First, it is not a cubic equation!
Yes, you can replace sqrt(x) with a new variable z, thus a transformation. But doing so can sometimes introduce spurious or false solutions. For example, if a negative value for z is one of the solutions, then it is not a solution to your problem, but it may be a solution to the transformed problem in z. You will generally need to test to see if what you find really is a solution to the original problem.

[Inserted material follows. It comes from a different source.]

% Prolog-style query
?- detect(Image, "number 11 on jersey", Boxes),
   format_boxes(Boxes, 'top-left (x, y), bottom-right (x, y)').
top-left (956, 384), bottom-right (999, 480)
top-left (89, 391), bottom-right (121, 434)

You already have the problem in the form of a cubic polynomial in z.
Can you write down the general solution to a cubic polynomial in terms of the coefficisnts? Yes. This has been known for longer than any of us have been alive.

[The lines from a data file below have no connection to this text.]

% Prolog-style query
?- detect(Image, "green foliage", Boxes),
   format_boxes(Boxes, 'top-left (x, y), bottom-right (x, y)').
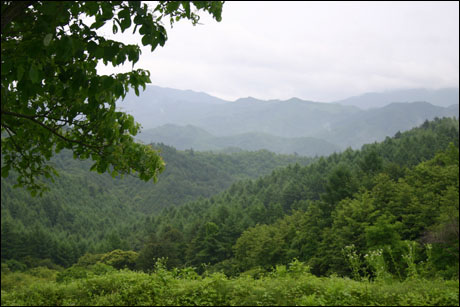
top-left (1, 261), bottom-right (459, 306)
top-left (1, 1), bottom-right (222, 194)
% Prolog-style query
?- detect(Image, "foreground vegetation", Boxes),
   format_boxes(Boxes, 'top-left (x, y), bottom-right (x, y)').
top-left (1, 261), bottom-right (459, 306)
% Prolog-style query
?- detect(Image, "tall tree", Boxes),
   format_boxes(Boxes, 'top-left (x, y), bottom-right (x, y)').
top-left (1, 1), bottom-right (223, 194)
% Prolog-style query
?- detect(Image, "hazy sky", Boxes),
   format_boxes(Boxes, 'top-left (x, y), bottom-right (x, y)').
top-left (95, 1), bottom-right (459, 102)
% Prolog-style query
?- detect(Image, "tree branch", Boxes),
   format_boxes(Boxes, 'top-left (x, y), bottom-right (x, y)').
top-left (2, 1), bottom-right (35, 34)
top-left (1, 110), bottom-right (105, 151)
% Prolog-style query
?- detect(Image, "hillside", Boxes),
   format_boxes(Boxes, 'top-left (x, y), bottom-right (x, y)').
top-left (118, 86), bottom-right (459, 155)
top-left (1, 145), bottom-right (311, 265)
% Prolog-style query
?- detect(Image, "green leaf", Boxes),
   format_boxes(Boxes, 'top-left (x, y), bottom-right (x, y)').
top-left (43, 33), bottom-right (53, 47)
top-left (16, 65), bottom-right (24, 81)
top-left (29, 64), bottom-right (38, 83)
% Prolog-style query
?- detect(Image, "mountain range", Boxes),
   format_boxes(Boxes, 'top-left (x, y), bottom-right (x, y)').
top-left (118, 85), bottom-right (459, 156)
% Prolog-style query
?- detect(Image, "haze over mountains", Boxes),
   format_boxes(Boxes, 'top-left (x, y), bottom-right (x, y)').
top-left (118, 85), bottom-right (459, 156)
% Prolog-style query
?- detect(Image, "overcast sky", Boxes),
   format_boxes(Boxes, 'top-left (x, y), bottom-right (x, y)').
top-left (95, 1), bottom-right (459, 102)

Just apply solve to the result. Note that it will be a mess, with imaginary terms in it. And depending on the value of N, you will have exactly 1 or 3 real solutions.
syms z N
EQ = 2*N*sqrt(2*sym(pi))*z^3 + 4*N*sqrt(2*sym(pi))*z^2 - 4
zsol = solve(EQ,maxdegree = 3)
zsol =
4/(9*(((2^(1/2)/(2*N*pi^(1/2)) - 8/27)^2 - 64/729)^(1/2) + 2^(1/2)/(2*N*pi^(1/2)) - 8/27)^(1/3)) + (((2^(1/2)/(2*N*pi^(1/2)) - 8/27)^2 - 64/729)^(1/2) + 2^(1/2)/(2*N*pi^(1/2)) - 8/27)^(1/3) - 2/3
- 2/(9*(((2^(1/2)/(2*N*pi^(1/2)) - 8/27)^2 - 64/729)^(1/2) + 2^(1/2)/(2*N*pi^(1/2)) - 8/27)^(1/3)) - (((2^(1/2)/(2*N*pi^(1/2)) - 8/27)^2 - 64/729)^(1/2) + 2^(1/2)/(2*N*pi^(1/2)) - 8/27)^(1/3)/2 - (3^(1/2)*(4/(9*(((2^(1/2)/(2*N*pi^(1/2)) - 8/27)^2 - 64/729)^(1/2) + 2^(1/2)/(2*N*pi^(1/2)) - 8/27)^(1/3)) - (((2^(1/2)/(2*N*pi^(1/2)) - 8/27)^2 - 64/729)^(1/2) + 2^(1/2)/(2*N*pi^(1/2)) - 8/27)^(1/3))*1i)/2 - 2/3
- 2/(9*(((2^(1/2)/(2*N*pi^(1/2)) - 8/27)^2 - 64/729)^(1/2) + 2^(1/2)/(2*N*pi^(1/2)) - 8/27)^(1/3)) - (((2^(1/2)/(2*N*pi^(1/2)) - 8/27)^2 - 64/729)^(1/2) + 2^(1/2)/(2*N*pi^(1/2)) - 8/27)^(1/3)/2 + (3^(1/2)*(4/(9*(((2^(1/2)/(2*N*pi^(1/2)) - 8/27)^2 - 64/729)^(1/2) + 2^(1/2)/(2*N*pi^(1/2)) - 8/27)^(1/3)) - (((2^(1/2)/(2*N*pi^(1/2)) - 8/27)^2 - 64/729)^(1/2) + 2^(1/2)/(2*N*pi^(1/2)) - 8/27)^(1/3))*1i)/2 - 2/3
And again, it will depend on the value of N what will happen.